Hooper makes some interesting casting decisions, blending accomplished musical theater actors with some not known for their voices. Broadway veteran Hugh Jackman takes on the central role of Jean Valjean, the honorable ex-con around whom all these other lives seem to revolve. Samantha Barks is the only actor here to reprise a role she played onstage, as Eponine,the daughter of two crooked innkeepers — Helena Bonham Carter and Sacha Baron Cohen, in excellently conceived comic casting. Hathaway stands out as an actor not generally associated with musicals; others in that category not so much, like the slightly too-warbly Amanda Seyfried as Fantine’s daughter Cosette, and thin-voiced Eddie Redmayne as the revolutionary romantic Marius, who falls for her. Then again, their love-at-first-sight romance is the least interesting subplot of the film, so it’s difficult for them to rise above the blandness of their story.
The biggest surprise though may be Russell Crowe as Javert, the dogged inspector who tracks Valjean over the 17 years covered by the film. At first listen, Crowe sounds miscast, a barroom singer put on a stage too large. Yet his brutish vocal presence tends to fit Javert, who is in many ways the movie’s most fascinating character, a man who plays an instrument of blind justice when he’s really carrying out a lifetime of revenge for the sins of his parents. His transformation from emotionless oppressor to penitent man is the film’s most significant character journey, and a fitting personal face for the political strife that forms the story’s backdrop.
Part of the success of the performances in the film owes greatly to Hooper’s decision to record the actors singing on set, rather than have them lip-sync to pre-recorded tracks, the usual method for filming musicals. The technique works exactly as intended: The actors, freed from having to match a vocal performance from weeks or months prior, are able to live in the moment. The impact on the emotional immediacy of the songs is striking.

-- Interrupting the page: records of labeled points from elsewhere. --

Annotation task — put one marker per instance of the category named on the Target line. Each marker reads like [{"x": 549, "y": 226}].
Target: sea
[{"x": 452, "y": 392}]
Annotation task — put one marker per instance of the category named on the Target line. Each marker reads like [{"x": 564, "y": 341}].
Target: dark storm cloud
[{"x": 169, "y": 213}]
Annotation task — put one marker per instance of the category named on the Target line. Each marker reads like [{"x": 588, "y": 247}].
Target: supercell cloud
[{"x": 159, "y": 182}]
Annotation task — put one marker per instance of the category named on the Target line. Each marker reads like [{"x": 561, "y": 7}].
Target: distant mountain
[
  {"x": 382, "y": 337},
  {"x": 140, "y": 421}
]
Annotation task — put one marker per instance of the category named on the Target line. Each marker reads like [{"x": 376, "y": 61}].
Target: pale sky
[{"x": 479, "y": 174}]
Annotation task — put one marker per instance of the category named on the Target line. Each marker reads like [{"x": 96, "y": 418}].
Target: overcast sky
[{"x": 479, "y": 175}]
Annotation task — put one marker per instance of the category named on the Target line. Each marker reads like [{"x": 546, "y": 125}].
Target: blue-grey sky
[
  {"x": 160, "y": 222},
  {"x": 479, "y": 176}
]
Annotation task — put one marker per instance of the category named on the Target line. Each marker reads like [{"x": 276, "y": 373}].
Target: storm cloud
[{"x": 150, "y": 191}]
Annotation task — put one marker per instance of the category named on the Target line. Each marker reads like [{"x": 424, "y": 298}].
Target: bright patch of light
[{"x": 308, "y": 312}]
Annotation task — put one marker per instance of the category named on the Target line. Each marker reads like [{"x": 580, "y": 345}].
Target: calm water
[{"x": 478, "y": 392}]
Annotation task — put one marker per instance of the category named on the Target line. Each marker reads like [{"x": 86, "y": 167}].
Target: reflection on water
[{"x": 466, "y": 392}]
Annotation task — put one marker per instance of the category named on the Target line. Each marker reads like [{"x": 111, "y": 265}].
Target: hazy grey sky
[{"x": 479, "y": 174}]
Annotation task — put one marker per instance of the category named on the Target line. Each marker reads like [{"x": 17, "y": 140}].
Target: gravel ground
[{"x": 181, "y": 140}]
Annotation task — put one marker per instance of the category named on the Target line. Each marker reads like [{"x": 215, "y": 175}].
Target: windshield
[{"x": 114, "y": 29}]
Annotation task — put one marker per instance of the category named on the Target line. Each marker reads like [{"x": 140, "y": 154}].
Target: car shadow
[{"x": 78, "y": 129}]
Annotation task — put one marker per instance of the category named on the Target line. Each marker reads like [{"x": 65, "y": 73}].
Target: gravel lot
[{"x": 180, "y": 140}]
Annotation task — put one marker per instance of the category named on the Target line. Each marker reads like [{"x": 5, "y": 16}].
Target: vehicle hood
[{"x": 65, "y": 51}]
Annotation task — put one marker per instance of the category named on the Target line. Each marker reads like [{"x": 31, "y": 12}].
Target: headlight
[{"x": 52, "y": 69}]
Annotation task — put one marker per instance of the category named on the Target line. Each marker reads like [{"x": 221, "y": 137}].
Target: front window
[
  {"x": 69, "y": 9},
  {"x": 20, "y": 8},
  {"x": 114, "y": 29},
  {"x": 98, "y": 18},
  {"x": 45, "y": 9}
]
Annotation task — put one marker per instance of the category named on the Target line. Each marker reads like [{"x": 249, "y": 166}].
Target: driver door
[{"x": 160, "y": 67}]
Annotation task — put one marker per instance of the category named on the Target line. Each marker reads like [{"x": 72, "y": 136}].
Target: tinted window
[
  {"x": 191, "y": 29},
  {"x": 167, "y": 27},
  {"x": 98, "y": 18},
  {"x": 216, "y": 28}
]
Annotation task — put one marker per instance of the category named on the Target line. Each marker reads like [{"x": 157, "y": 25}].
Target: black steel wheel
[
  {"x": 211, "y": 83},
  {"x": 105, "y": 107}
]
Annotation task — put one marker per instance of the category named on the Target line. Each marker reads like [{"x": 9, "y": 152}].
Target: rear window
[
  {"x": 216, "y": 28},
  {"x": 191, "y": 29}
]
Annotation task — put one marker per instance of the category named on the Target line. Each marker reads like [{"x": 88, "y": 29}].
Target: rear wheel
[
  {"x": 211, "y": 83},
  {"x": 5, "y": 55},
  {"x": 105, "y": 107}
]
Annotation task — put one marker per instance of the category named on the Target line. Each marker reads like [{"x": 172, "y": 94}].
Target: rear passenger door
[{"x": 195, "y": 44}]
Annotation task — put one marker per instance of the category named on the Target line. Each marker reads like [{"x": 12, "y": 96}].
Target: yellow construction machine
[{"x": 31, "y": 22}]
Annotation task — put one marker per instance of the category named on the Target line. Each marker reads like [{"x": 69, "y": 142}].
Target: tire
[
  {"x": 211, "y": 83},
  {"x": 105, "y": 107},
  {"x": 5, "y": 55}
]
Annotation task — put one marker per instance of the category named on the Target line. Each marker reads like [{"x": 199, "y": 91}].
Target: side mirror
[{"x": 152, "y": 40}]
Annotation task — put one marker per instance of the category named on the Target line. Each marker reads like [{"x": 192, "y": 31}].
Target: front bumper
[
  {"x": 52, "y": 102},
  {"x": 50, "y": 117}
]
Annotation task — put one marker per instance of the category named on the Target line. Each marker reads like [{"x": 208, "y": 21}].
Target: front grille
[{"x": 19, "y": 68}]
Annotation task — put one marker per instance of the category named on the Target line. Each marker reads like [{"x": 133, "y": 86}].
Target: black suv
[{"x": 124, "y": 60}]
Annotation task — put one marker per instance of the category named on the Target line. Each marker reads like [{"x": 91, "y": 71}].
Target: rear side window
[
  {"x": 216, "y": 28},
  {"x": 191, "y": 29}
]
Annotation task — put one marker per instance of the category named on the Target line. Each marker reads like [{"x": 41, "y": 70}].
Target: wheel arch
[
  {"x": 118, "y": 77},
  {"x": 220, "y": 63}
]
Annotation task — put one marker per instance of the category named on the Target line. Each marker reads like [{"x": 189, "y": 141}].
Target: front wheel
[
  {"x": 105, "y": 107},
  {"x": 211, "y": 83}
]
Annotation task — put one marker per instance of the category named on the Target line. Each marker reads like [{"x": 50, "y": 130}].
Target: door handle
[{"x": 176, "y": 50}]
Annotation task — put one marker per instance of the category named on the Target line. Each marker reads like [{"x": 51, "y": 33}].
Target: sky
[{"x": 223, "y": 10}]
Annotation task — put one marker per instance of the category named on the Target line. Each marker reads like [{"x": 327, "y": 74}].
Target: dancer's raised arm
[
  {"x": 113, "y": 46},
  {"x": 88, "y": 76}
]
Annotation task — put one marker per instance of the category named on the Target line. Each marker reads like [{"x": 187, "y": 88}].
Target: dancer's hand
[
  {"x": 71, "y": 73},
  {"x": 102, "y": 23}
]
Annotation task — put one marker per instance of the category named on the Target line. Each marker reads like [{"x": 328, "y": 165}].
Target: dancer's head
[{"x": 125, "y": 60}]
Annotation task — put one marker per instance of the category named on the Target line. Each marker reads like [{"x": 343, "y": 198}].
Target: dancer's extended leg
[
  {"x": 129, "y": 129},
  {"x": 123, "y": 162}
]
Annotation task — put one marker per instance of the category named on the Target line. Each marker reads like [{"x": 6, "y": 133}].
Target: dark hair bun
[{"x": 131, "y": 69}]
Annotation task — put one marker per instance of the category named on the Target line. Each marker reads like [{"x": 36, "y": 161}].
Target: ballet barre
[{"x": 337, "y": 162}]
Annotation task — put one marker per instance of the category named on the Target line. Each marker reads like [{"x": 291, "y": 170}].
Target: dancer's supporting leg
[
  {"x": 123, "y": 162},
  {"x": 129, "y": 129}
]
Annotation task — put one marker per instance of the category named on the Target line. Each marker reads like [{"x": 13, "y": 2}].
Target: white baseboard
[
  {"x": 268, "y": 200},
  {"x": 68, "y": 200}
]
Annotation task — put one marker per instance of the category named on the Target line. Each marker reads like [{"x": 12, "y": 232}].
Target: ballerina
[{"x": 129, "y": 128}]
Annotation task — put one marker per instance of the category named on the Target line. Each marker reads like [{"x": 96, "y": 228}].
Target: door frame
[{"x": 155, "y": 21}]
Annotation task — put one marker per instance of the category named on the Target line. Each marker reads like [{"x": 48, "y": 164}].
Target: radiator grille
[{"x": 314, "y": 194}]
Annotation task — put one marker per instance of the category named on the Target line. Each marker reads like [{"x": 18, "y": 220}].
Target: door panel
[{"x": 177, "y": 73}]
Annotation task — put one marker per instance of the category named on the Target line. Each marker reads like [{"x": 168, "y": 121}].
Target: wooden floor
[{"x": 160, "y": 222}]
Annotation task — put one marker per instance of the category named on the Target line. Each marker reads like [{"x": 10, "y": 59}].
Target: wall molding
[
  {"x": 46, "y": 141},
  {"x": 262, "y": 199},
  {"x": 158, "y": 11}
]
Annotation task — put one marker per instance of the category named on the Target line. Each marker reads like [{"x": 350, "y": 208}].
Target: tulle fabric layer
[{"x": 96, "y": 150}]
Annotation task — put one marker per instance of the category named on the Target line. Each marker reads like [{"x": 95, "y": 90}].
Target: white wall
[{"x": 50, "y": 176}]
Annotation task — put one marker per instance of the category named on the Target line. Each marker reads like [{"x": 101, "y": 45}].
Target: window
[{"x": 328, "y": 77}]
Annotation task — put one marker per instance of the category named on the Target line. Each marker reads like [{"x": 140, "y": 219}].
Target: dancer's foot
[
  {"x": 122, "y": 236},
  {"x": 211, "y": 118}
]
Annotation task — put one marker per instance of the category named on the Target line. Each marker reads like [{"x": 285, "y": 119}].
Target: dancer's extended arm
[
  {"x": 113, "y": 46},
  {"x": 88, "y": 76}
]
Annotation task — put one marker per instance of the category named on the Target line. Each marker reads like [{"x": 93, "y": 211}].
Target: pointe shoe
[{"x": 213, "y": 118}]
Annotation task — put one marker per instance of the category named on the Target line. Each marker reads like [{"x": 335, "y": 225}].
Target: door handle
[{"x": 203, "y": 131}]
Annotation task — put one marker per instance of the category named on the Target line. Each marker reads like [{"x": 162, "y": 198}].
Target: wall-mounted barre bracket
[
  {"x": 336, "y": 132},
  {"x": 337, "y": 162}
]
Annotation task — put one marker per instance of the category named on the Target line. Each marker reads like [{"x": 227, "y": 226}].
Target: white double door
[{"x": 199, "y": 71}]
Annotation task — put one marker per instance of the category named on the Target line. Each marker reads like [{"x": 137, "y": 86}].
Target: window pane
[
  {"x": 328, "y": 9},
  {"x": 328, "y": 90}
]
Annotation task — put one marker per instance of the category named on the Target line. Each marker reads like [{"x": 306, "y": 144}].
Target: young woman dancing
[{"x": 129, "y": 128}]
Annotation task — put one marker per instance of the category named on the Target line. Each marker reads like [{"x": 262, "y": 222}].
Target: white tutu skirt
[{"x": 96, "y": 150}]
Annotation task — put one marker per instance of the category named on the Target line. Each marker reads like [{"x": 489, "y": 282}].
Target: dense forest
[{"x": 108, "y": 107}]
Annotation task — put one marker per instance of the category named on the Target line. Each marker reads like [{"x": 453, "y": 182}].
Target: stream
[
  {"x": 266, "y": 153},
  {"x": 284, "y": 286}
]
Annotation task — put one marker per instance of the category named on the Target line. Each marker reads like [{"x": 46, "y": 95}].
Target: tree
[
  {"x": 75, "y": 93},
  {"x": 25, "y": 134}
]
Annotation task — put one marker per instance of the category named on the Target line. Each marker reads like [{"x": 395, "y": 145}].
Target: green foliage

Unfortunately, if Hooper is to take credit for what that technique adds to the film, he also takes the fall for failing to match that innovation visually. Too many songs are shot in long, single-shot close-ups of the actor singing; the intent may have been to further showcase the performance (and to keep the actors from running out of breath — witness Redmayne’s dodgy vocal performance while forced to walk and sing during “In My Life”), but in practice it makes the movie visually static when everything about it is constantly moving. It takes an expansive epic and stuffs it into a too-restrictive frame.
The movie also suffers somewhat from the obvious skimping on digital effects. Digital backdrops and establishing shots are used frequently, and none look convincing. When Javert walks the edge of the Parisian rooftops during “Stars,” it’s difficult to take the danger seriously when it’s so obvious he’s only at risk of falling onto a green screen covered over with digital images.
Luckily, it’s hard to concentrate on anything but Crowe in that moment, as he delivers one of his best performances in recent memory here. That’s how it goes with the rest of the movie too, as the music and the magnetic performances make many of the directorial missteps fade into the background.